Now we have a new monarch, we British, and sitting by that Irish lake last week I felt both sad and, suddenly, homesick. I felt that I wanted to be back in my country to share what was happening with my people. All the ceremony that is unfolding around me as I write, leading us smoothly and impressively and sometimes pompously towards the funeral and coronation that will inevitably follow, embodies at once both the determination of the British state to maintain itself and the strange, proud, bloody-minded anachronism of the whole business.
How much longer can it last? The republicans and the rationalists have been keeping their heads down this week as the tide of media-fanned national sentiment roars over them, but those who want to wipe the slate clean and ‘modernise’ the country still further will be back soon enough. A monarchy is an offence against modernity. It is a hangup from an earlier, more organic age, which at its worst is a trapdoor to a particular type of tyranny (our new king’s ancestral namesake ended up with his head in a basket on this charge) but at its best is a bulwark against another: the money-power of the Machine. A monarchy is irrational, uncommercial and inexplicably mystical. It embodies tradition passed down through time. As such, it is deeply ‘unrepresentative’ according to the current, constipated definition of that word, and yet it manages somehow to represent the country better than any elected politician, celebrity, philosopher or religious figure ever could.

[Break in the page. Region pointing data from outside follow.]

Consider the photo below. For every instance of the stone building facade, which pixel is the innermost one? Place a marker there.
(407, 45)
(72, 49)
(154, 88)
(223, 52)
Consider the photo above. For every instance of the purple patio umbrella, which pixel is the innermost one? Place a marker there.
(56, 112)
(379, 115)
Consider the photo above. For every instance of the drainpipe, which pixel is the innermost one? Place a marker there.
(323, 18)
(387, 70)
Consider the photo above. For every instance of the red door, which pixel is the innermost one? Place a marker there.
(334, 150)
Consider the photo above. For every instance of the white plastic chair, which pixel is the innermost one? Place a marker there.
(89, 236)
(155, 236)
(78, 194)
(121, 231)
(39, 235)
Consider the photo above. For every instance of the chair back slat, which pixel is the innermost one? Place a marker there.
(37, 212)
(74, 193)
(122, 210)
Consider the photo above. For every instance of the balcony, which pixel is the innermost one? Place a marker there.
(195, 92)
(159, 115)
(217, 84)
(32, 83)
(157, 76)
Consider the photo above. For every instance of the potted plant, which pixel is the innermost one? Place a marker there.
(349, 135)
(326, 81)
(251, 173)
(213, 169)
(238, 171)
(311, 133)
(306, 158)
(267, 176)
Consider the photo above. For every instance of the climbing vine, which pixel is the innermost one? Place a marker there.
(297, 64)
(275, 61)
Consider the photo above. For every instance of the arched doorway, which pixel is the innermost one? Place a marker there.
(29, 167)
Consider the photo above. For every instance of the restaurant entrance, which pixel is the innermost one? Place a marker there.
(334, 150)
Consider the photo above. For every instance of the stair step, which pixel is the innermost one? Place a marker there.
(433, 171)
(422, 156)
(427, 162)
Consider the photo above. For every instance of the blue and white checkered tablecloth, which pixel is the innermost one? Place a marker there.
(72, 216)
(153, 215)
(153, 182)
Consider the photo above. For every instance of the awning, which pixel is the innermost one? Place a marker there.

For all these reasons, a monarchy in the Machine age will always be in the crosshairs. It was impossible to take any effective shots against the popular, dutiful and largely silent Queen Elizabeth, but our new king is another matter. A pioneer of organic farming, a campaigner of behalf of a wounded natural world long before it was either profitable or fashionable, and a champion of traditional architecture, Britain now has a sovereign who quotes Rene Guenon, calls himself a traditionalist [Temenos], and has spent more time than is publicly acknowleged on Mount Athos, the ancient heart of Orthodox Christianity. These traits - which naturally endear him to me - are likely, after his mother is safely buried, to prove red rags to the bull of techno-modernity.
What, after all, is the point of a monarch in the modern world? There is really only one: to represent a country, a history, a homeland: to be a living embodiment of the spirit of a people. As such, the throne represents to its critics more than some putative offence against ‘democracy’: it stands for something which has been under assault for my whole lifetime, and whose very existence is increasingly, divisively contentious in its meaning, form and direction: the nation itself.